I'm aware of two main ways people can currently georeference information online: 1) geotagging or 2) plotting on map. The photo website Flickr provides an example of both map plotting and tags (links go to my photo collections).

As I mentioned earlier, I use the term geotagging to mean the practice of users adding place-specific tags, which are user-generated keywords or short phrases that describe or summarize content. Geotags may better capture the place-names people actually use when searching for information. Tags, however are not without problems as I have previously written about issues related to folksonomies.

Plotting on a map involves either pinning a digital object onto a map or indicating boundary lines via an online map interface. An example of this type of project was recently conducted by the British Library. They asked the public to contribute by georeferencing some of their collections of old maps. (When maps are digitized they are just an image file, they need to have coordinates identified.) The British Library used an online tool developed by Klokan wherein users correlated parts of the historic maps with points on an online map. In seven weeks ending January 2014, a round of the project was completed with 2700 maps georeferenced. The library elaborates on the project:
Through georeferencing, the selected map images were spatially enabled, making them geographically searchable and able to be visualised using geospatial tools and combined with other maps online. All georeferenced maps are added to the portal Old Maps Online, which uses a geographic search interface to identify and view historic maps from numerous collections online. The output of this work may also be viewed using the BL Georeferencer interactive map and directly from the Online Gallery map pages.

Determining and discussing locations
I encountered another online way of involving the public in georeferencing with the OurOntario project. OurOntario was a collaborative project with libraries and museums across Ontario. It helped organizations digitize and share local history collections. Each information object (such as a photograph, newspaper article, or artifact) has their own webpage, which enables the public to add their comments.
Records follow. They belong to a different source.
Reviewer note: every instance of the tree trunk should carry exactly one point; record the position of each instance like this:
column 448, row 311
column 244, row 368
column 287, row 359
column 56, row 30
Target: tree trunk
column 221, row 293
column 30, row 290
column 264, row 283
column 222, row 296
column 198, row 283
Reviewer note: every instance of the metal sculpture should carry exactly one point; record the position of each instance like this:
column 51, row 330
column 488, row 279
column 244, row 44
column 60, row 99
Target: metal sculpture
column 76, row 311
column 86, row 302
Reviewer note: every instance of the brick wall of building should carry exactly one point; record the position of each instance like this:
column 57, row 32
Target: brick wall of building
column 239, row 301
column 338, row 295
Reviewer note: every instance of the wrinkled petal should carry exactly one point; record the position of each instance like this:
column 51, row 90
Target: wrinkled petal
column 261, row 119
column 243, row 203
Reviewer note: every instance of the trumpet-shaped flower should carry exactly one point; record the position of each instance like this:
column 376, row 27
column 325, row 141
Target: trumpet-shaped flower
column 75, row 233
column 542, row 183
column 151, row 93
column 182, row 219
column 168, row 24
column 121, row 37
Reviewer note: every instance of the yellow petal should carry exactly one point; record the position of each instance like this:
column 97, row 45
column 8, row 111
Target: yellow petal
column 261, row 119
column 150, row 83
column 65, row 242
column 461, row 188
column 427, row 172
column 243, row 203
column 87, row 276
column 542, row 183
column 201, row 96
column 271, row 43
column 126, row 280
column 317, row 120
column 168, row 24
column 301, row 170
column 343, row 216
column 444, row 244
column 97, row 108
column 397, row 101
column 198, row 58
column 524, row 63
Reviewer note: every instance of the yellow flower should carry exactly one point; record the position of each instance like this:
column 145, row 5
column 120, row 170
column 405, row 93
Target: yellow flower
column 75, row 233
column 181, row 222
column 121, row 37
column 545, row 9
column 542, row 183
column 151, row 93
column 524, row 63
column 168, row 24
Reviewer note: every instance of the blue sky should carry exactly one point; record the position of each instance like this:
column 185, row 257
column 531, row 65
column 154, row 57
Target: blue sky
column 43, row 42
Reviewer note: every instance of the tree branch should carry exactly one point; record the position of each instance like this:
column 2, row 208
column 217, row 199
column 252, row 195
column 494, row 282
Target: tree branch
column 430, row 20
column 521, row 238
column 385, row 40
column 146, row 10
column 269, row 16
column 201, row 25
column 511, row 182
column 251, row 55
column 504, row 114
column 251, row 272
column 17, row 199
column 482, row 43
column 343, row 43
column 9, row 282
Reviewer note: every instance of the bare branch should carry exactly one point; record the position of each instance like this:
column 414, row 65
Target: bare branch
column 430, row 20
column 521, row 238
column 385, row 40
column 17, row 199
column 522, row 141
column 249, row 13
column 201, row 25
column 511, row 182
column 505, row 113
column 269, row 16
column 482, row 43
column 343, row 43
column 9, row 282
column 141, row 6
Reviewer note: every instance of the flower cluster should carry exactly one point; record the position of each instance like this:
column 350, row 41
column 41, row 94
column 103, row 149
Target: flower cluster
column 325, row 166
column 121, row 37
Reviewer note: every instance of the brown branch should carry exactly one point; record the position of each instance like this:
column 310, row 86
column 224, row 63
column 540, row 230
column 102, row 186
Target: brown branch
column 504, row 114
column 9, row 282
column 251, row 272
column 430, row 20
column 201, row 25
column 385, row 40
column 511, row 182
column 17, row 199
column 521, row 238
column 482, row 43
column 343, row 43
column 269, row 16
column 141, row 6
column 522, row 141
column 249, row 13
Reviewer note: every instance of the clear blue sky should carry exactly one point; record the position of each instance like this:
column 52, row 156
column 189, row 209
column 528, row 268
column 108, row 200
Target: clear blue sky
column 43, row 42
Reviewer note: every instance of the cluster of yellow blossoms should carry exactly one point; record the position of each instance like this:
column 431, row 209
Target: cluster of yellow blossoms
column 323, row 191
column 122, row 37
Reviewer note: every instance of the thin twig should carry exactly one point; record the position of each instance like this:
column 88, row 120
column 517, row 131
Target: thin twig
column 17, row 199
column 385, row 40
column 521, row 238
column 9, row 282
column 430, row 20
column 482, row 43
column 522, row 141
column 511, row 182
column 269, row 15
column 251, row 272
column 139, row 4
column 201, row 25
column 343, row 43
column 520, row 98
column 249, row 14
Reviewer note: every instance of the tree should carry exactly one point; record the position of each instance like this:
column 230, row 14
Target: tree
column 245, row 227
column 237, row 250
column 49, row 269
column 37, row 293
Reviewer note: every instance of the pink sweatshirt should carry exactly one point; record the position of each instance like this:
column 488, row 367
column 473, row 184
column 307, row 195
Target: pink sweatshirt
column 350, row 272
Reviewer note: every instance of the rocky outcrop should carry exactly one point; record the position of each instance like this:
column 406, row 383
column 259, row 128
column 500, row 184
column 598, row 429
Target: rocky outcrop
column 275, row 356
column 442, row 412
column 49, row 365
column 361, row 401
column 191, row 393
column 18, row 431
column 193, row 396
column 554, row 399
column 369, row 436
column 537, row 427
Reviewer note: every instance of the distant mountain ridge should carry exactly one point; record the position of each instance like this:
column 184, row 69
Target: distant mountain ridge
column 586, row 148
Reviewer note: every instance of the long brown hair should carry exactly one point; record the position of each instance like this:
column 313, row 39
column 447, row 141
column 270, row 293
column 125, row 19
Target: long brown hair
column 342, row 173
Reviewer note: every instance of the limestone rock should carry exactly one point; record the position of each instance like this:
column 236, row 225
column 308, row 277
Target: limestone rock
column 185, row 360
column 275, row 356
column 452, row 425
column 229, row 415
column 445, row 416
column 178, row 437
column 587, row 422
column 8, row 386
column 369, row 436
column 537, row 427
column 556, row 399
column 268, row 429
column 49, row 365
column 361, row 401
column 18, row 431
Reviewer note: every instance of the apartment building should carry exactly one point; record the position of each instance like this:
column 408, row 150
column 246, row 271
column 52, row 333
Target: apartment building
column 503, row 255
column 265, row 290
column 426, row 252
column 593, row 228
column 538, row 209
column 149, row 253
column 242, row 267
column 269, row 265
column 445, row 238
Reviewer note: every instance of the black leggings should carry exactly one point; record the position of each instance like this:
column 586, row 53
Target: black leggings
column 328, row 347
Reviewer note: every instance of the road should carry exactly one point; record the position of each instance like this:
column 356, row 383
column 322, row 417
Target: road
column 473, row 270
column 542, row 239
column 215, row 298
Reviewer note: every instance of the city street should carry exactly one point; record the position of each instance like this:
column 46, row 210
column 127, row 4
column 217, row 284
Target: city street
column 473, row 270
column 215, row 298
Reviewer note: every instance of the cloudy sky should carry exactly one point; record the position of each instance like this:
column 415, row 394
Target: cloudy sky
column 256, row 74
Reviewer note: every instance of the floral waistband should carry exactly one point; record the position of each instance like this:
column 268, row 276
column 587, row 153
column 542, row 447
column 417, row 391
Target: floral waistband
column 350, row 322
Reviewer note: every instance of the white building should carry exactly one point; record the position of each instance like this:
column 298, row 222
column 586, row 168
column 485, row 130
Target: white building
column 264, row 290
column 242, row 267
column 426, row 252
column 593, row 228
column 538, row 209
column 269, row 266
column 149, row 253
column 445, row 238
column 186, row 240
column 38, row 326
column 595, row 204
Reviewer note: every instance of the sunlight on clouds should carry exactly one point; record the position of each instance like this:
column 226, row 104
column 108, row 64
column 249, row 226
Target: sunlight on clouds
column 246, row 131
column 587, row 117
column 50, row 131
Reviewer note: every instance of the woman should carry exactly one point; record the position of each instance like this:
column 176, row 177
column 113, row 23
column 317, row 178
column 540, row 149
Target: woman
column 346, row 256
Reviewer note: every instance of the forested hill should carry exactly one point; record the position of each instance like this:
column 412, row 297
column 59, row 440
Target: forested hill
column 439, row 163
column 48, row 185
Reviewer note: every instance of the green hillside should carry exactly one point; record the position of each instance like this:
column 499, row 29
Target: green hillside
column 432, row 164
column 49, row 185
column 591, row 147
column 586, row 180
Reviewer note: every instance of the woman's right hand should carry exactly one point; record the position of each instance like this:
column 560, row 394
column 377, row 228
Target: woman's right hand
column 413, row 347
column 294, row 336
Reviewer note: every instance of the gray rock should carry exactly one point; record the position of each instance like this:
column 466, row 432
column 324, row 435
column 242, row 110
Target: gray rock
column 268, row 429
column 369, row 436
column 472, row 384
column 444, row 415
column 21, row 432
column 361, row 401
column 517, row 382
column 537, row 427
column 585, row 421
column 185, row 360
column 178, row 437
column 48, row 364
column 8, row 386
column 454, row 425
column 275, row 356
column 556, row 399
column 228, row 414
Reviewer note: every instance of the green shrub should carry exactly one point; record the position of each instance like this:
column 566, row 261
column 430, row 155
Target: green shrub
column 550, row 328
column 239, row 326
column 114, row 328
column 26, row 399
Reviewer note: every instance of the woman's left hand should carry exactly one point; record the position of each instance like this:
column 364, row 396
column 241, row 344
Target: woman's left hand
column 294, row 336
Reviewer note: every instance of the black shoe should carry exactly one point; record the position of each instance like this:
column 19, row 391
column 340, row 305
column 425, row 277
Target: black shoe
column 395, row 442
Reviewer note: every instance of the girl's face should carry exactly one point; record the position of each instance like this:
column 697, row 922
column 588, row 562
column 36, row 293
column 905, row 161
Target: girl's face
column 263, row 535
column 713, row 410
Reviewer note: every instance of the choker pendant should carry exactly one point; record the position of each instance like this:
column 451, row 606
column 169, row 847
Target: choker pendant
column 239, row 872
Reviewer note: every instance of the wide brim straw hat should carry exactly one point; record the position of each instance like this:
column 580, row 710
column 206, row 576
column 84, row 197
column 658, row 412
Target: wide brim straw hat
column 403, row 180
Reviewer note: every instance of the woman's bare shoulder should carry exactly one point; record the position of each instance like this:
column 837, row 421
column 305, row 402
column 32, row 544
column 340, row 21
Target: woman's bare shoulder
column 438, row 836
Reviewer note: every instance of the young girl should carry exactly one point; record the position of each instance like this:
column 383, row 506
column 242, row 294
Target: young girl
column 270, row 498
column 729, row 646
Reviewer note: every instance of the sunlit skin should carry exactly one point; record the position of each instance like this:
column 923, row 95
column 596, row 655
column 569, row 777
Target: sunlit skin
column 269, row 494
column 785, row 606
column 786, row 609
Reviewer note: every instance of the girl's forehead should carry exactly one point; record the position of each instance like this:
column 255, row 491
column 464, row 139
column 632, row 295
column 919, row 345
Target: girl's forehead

I saw users on this site using the comments to discern the specific location of old, historic photographs (often not an easy task). Once a location has been established via the public, the administrators could then add the geographic metadata to the record.

Integration with existing online interfaces
Providing a method for the public to directly edit the online catalogues may not be viable or recommended. But there are ways to combine the public's efforts with existing catalogues as has been done with user data created from user of the book website LibraryThing. LibraryThing is example of easy-to-use, social tool people use to describe, tag, rate, and share information.  Existing projects have successfully combined LibraryThing’s user-generated content with library catalogues - see LibraryThing for Libraries page.
  • Quality and accuracy of public’s work
  • Malicious hijacking
  • Exploitation of free labour
  • Creating and managing an online, collaborative system is time-consuming 
  • Maintaining public (and internal) interest in project
Encouraging Participation
  • Offer incentives and prizes
  • Determine and reward “super users” (i.e. normally a handful of users who create the bulk of content)
  • Give credit for contributions
  • Promote with social media
  • Engaging user experience (including gamification) 
Naturally, with any such projects there are costs and concerns related to the setting-up and maintaining the necessary infrastructure and to overseeing and encouraging people's efforts. The benefits of social georeferencing include providing an affordable and scalable solution, resolving toponym problems related to accuracy or ambiguity, and it provides a social, viral project to engage one's community. Once completed, such efforts will help make static information accessible in the field where and when it is relevant and useful to people.